Fry held the bottle up and peered at the label. ‘Isn’t it a good one? I have no idea really.’
‘I’m sure it’s fine.’
‘Good.’
Cooper opened the bottle, poured them each a drink and put the bottle down on the coffee table. Fry had settled on his sofa and he sat down opposite her in the old armchair, with the cat rubbing anxiously against his legs.
‘Cheers,’ he said.
He watched Fry take a long gulp and cradle her glass, and found himself copying her. It was good champagne too, so far as he was any judge. There hadn’t been many occasions in his life to celebrate recently.
‘So what did you make of your little protest group in the end?’ asked Fry. ‘Poppy Mellor and her crew of armchair anarchists.’

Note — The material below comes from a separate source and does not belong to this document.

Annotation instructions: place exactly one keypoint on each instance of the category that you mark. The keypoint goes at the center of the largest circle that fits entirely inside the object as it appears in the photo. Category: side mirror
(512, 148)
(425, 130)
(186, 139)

‘They were a strange bunch,’ admitted Cooper. ‘But I think Poppy Mellor was right in something she said to me. They were like a family. They didn’t choose each other, but they were thrown together, almost against their will or their better instincts.’
‘Is that the way it happened?’
‘Of course,’ said Cooper. ‘Think of all the things that happen in people’s lives. Coincidence, fate, circumstances beyond their control. It’s all just the nature of events. They bring individuals close together and they pull them apart again.’
‘That’s very true. Very true.’
Fry got up and poured him a second glass. He seemed to have finished the first one very quickly. He always drank too fast when he was nervous.
He watched Diane Fry drifting around the room with her glass. It reminded him of the first time he’d ever set eyes on her, as she walked into the CID room at West Street. He’d just returned from leave and she was the new girl on a transfer from the West Midlands.
But then she stopped and reached out to straighten a picture on the wall. Cooper’s heart lurched. She’d effortlessly replaced that first memory with another one. The day he moved into this flat in Welbeck Street, Fry had turned up unexpectedly, the way she had last Friday. She’d even brought him a gift to welcome him into his new home. A small, decorative clock. It was standing on the mantelpiece now.
The rarity of that occasion made it all the more memorable for him. He’d witnessed a strange transformation that day, suddenly seeing a side of Fry that was usually hidden, the vulnerability behind the cynical façade. It was the Diane he’d been looking for, ever since she walked into West Street that first time, all those years ago.
‘So — you’ve been offered an inspector’s job?’ she said. ‘I hope I’m right. It’s the reason I brought the champagne, after all.’
‘Yes,’ said Cooper, with a guilty surge of triumph. ‘I’m sorry, and all that.’